Dopo avere così apprezzato la qualità anche letteraria del brano biblico, il Pontefice precisa che «il testo non specifica l’identità dell’aggressore; usa un termine ebraico che indica “un uomo” in modo generico, “uno, qualcuno”; si tratta, quindi, di una definizione vaga, indeterminata, che volutamente mantiene l’assalitore nel mistero. È buio, Giacobbe non riesce a vedere distintamente il suo contendente e anche per il lettore, per noi, esso rimane ignoto; qualcuno sta opponendosi al Patriarca, è questo l’unico dato certo fornito dal narratore. Solo alla fine, quando la lotta sarà ormai terminata e quel “qualcuno” sarà sparito, solo allora Giacobbe lo nominerà e potrà dire di aver lottato con Dio».
Per il lettore «l'episodio si svolge dunque nell’oscurità ed è difficile percepire non solo l’identità dell’assalitore di Giacobbe, ma anche quale sia l’andamento della lotta. Leggendo il brano, risulta difficoltoso stabilire chi dei due contendenti riesca ad avere la meglio; i verbi utilizzati sono spesso senza soggetto esplicito, e le azioni si svolgono in modo quasi contraddittorio, così che quando si pensa che sia uno dei due a prevalere, l’azione successiva subito smentisce e presenta l’altro come vincitore». Quando è Giacobbe a mostrarsi più forte, chiede all'avversario una benedizione: «Non ti lascerò, se non mi avrai benedetto» (v. 27). Giacobbe, nota Benedetto XVI, «che con l’inganno aveva defraudato il fratello della benedizione del primogenito, ora la pretende dallo sconosciuto, di cui forse comincia a intravedere i connotati divini, ma senza poterlo ancora veramente riconoscere».

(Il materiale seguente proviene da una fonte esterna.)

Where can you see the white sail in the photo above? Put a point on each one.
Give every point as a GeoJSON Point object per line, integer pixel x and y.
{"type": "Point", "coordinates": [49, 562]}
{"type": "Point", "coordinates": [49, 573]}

Ma come risponde lo sconosciuto? In modo apparentemente singolare, cambia discorso e chiede a Giacobbe di dire il suo nome. Ma proprio qui «la lotta subisce una svolta importante. Conoscere il nome di qualcuno, infatti, implica una sorta di potere sulla persona, perché il nome, nella mentalità biblica, contiene la realtà più profonda dell’individuo, ne svela il segreto e il destino. Conoscere il nome vuol dire allora conoscere la verità dell’altro e questo consente di poterlo dominare». Quando dunque, acconsentendo alla richiesta dello sconosciuto, Giacobbe pronuncia il proprio nome, mentre sembra che stia vincendo in realtà «si sta mettendo nelle mani del suo oppositore, è una forma di resa, di consegna totale di sé all’altro».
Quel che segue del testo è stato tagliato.